URS CH2M Oak Ridge landed an award of nearly $3.6 million for the six months ended March 31, good for 94 percent of the total available to the prime cleanup contractor for the former uranium enrichment facilities at the site near the Energy Department’s Oak Ridge site near Oak Ridge, Tennessee, according to the company’s latest award fee determination scorecard from DOE.
In the six-months ended this spring, the company, known as UCOR, began demolition of the K-27 uranium-enrichment facility – the last of the five gaseous diffusion plants at the site now known as the East Tennessee Technology Park. That effort is proceeding at a rate that will support [the Oak Ridge Office of Environmental Management’s] Vision 2016 objective to have the facility substantially demolished by the end of December, according to the scorecard, which was dated July 8.

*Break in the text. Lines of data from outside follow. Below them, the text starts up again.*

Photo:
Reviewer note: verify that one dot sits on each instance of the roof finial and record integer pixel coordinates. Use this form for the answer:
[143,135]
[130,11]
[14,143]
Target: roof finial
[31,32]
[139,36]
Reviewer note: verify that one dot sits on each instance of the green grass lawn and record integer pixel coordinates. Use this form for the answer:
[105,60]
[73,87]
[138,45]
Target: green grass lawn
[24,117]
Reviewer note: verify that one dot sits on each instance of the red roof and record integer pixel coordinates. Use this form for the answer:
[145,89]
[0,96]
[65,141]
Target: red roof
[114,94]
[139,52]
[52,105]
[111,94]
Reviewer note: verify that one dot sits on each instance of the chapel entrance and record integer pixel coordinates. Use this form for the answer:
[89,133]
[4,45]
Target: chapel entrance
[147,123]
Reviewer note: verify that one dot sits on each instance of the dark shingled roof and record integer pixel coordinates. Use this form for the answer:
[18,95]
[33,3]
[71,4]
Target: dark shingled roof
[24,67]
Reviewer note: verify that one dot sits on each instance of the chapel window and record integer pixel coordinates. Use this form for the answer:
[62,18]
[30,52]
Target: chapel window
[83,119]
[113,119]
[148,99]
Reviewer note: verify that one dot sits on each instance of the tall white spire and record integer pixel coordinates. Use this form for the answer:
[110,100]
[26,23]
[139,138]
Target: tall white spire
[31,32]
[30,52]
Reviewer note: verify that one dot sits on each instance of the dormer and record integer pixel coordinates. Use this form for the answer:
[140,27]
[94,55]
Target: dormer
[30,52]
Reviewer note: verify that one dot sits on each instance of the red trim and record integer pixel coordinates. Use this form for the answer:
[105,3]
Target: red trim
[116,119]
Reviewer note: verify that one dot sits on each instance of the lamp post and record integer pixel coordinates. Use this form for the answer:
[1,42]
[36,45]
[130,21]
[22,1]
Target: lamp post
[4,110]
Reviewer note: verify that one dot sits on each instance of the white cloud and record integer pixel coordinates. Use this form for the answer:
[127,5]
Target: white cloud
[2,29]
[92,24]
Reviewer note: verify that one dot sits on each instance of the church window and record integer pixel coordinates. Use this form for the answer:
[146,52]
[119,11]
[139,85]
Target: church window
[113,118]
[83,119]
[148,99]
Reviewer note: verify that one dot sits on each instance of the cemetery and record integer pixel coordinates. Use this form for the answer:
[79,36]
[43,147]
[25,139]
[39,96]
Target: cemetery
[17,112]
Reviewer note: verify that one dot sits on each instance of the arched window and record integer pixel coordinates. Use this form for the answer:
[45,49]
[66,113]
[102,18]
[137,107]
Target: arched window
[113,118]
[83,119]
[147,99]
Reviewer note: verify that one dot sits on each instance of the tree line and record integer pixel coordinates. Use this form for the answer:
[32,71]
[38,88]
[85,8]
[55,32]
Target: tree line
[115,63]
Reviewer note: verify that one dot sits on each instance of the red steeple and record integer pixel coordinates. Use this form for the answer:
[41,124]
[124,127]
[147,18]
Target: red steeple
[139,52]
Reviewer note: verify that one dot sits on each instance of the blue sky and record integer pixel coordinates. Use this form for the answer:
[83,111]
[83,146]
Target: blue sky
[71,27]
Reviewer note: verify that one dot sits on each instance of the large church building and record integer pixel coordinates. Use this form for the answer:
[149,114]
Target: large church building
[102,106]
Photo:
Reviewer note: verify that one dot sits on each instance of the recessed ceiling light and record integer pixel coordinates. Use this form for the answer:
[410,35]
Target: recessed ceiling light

The contractor got good marks from DOE, although the agency’s Oak Ridge field office did note in the score the company “experienced multiple electrical safety issues during this performance period and multiple deficiencies were noted in the surveillance and inspection rigor for operations outside of the major deactivation and demolition efforts.”
For example, walkdowns of the Molten Salt Reactor Experiment and the 6556 area uncovered “an excess volume” of liquid low-level waste, which required treatment, that UCOR inspectors did not note in their own communications with DOE.
Also in the six-month period, “inadequate protection” of two workers cutting and draining ducts in the K-631 building “could have resulted in exposure to highly toxic chemicals,” according to the scorecard.
UCOR’s nine-year cleanup runs through July 31 and could be worth up to $2.43 billion, if DOE exercises a four-year option that is coming up. The contract’s base period expires July 31.
A UCOR spokesperson did not immediately reply to requests for comment over the weekend.